Our practical guide features:
• advice on how to construct a phenomenographic research project;
• a thorough overview of the approach’s origins and its evolution;
• examples that show the influence it has across a range of subject and practice areas.
This book will empower readers in making informed decisions regarding the suitability of the phenomenographic approach for their research projects and provide them with the necessary tools to embark on their research journey.
The second chapter acknowledges the people who first posed the questions which led them to craft, test and articulate, what was, at that time, a novel approach, and brings to attention a selection of the phenomenographers and phenomenographic work that has subsequently shaped and progressed it. The terminology associated with phenomenography is often found to be confused and confusing, with different researchers using terms in a variety of ways, some of which are – or can seem to be – contradictory. This part of the book will go back to the founders, the original sources, to disentangle some of this confusion. It will also look at how phenomenography fits into the wider research landscape.

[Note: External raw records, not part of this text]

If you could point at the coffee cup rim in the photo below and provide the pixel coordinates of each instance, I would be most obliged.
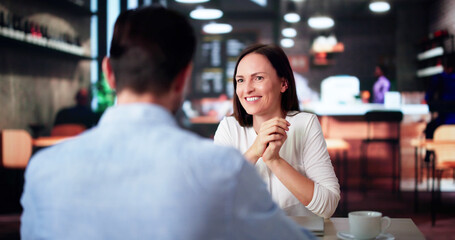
(365, 213)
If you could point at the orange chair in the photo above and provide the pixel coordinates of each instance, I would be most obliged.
(67, 129)
(16, 148)
(444, 149)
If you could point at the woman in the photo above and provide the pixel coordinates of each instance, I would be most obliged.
(286, 146)
(381, 86)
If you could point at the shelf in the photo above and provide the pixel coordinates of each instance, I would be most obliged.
(71, 7)
(51, 46)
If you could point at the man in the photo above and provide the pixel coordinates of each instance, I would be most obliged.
(136, 175)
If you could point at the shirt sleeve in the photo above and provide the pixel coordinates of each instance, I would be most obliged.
(319, 168)
(223, 134)
(30, 217)
(256, 216)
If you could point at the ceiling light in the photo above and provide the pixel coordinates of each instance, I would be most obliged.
(201, 13)
(191, 1)
(217, 28)
(379, 6)
(287, 43)
(291, 17)
(321, 22)
(289, 32)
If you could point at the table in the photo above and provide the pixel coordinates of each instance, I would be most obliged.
(48, 141)
(338, 146)
(401, 228)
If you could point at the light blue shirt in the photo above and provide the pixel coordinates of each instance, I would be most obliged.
(138, 176)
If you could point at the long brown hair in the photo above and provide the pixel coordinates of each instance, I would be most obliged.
(280, 62)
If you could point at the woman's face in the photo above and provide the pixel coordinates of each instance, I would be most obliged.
(259, 88)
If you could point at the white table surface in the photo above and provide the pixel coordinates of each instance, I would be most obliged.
(358, 109)
(400, 228)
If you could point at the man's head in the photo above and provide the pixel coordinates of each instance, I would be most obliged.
(151, 50)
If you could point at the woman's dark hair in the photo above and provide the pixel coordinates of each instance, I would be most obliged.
(280, 62)
(149, 47)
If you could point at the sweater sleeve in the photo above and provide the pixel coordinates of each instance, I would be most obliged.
(223, 134)
(319, 168)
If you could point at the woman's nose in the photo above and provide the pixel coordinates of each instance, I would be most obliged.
(249, 87)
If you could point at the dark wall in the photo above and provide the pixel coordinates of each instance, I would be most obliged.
(388, 39)
(34, 82)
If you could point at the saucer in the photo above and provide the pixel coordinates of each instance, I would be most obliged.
(348, 236)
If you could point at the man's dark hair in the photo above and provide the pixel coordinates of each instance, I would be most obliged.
(149, 47)
(280, 62)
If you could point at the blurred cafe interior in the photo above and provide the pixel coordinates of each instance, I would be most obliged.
(51, 53)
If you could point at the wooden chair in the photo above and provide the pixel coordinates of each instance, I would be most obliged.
(394, 119)
(16, 148)
(444, 149)
(67, 129)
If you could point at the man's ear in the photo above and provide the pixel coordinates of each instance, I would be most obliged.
(284, 85)
(108, 72)
(182, 79)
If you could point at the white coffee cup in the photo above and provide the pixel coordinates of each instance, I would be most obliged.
(367, 224)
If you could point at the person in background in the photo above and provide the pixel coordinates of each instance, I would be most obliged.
(381, 86)
(78, 114)
(286, 146)
(137, 175)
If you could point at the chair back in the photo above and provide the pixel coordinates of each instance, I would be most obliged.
(67, 129)
(445, 153)
(16, 148)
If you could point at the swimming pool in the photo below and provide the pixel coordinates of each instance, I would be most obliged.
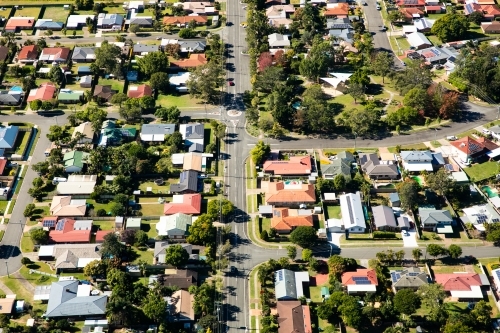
(489, 191)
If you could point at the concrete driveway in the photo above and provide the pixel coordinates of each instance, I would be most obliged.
(410, 241)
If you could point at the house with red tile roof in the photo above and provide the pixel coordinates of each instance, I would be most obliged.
(296, 166)
(71, 231)
(468, 149)
(284, 223)
(288, 195)
(361, 281)
(44, 93)
(184, 203)
(464, 286)
(194, 60)
(28, 54)
(139, 91)
(15, 24)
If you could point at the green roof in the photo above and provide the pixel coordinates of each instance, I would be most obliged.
(75, 158)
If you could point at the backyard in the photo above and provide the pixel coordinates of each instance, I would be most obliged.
(486, 170)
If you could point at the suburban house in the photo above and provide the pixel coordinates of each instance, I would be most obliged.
(418, 41)
(77, 185)
(180, 306)
(112, 135)
(103, 92)
(83, 54)
(188, 183)
(78, 21)
(293, 317)
(288, 195)
(383, 217)
(64, 206)
(466, 287)
(72, 299)
(180, 278)
(183, 21)
(139, 91)
(353, 218)
(289, 285)
(436, 220)
(55, 54)
(174, 226)
(284, 223)
(418, 161)
(479, 215)
(71, 231)
(408, 278)
(8, 137)
(296, 166)
(14, 24)
(156, 132)
(74, 161)
(110, 21)
(48, 24)
(28, 54)
(179, 81)
(44, 92)
(468, 149)
(192, 133)
(194, 60)
(360, 282)
(278, 41)
(375, 169)
(10, 97)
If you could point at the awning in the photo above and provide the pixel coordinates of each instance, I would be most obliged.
(493, 153)
(445, 229)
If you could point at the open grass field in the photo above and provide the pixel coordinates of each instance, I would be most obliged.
(181, 101)
(56, 13)
(478, 172)
(28, 12)
(115, 84)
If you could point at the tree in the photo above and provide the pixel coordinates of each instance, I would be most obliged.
(450, 27)
(141, 238)
(95, 268)
(29, 210)
(408, 194)
(291, 252)
(383, 62)
(436, 250)
(153, 62)
(259, 152)
(176, 255)
(134, 28)
(204, 81)
(159, 81)
(406, 301)
(39, 236)
(454, 251)
(106, 56)
(304, 236)
(111, 247)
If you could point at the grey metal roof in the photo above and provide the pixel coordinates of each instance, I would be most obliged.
(63, 301)
(188, 181)
(284, 283)
(154, 129)
(383, 216)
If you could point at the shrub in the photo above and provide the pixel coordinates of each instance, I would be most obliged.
(384, 234)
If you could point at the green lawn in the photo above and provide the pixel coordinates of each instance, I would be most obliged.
(478, 172)
(181, 101)
(56, 13)
(115, 84)
(28, 12)
(22, 141)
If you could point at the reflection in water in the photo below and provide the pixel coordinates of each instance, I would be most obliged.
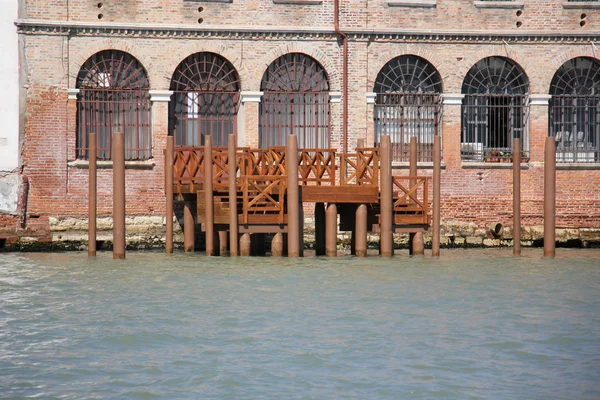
(471, 324)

Analysis and interpretation of data forms the fifth chapter. As there is no prescribed way of appraising the data, the authors demonstrate how they each tackled this, paying attention to the tasks involved and to some of the other methods they have found to be useful and interesting from the literature. Phenomenography explicitly acknowledges the role of the researcher whose work it is to articulate how people report to perceive a phenomenon, through their descriptions of it. This goes to the core of what this research approach is all about.
The sixth chapter illustrates some of the ways of presenting findings. Phenomenographic results are usually reported in ‘categories of description’ and in so-called ‘outcome spaces’, and these too can take a variety of forms and formats. The authors share versions from their work to provide some context on how to graphically present study findings. In addition, they offer examples from the wider body of phenomenographic literature, illustrating the creativity that often enriches the presentation of what was learnt from this type of research work.
This chapter is dedicated to design issues and, linked to this, some tangible and possible ethical questions and tensions. Qualitative research calls for close relationships between researchers, the participants and the data created. The authors share how they arrived at and named their positionality, demonstrating and re-emphasising how interpretative awareness in research work is crucial. Drawing on examples from their own studies, and a range of others, they synthesised the different steps involved when planning such a research project.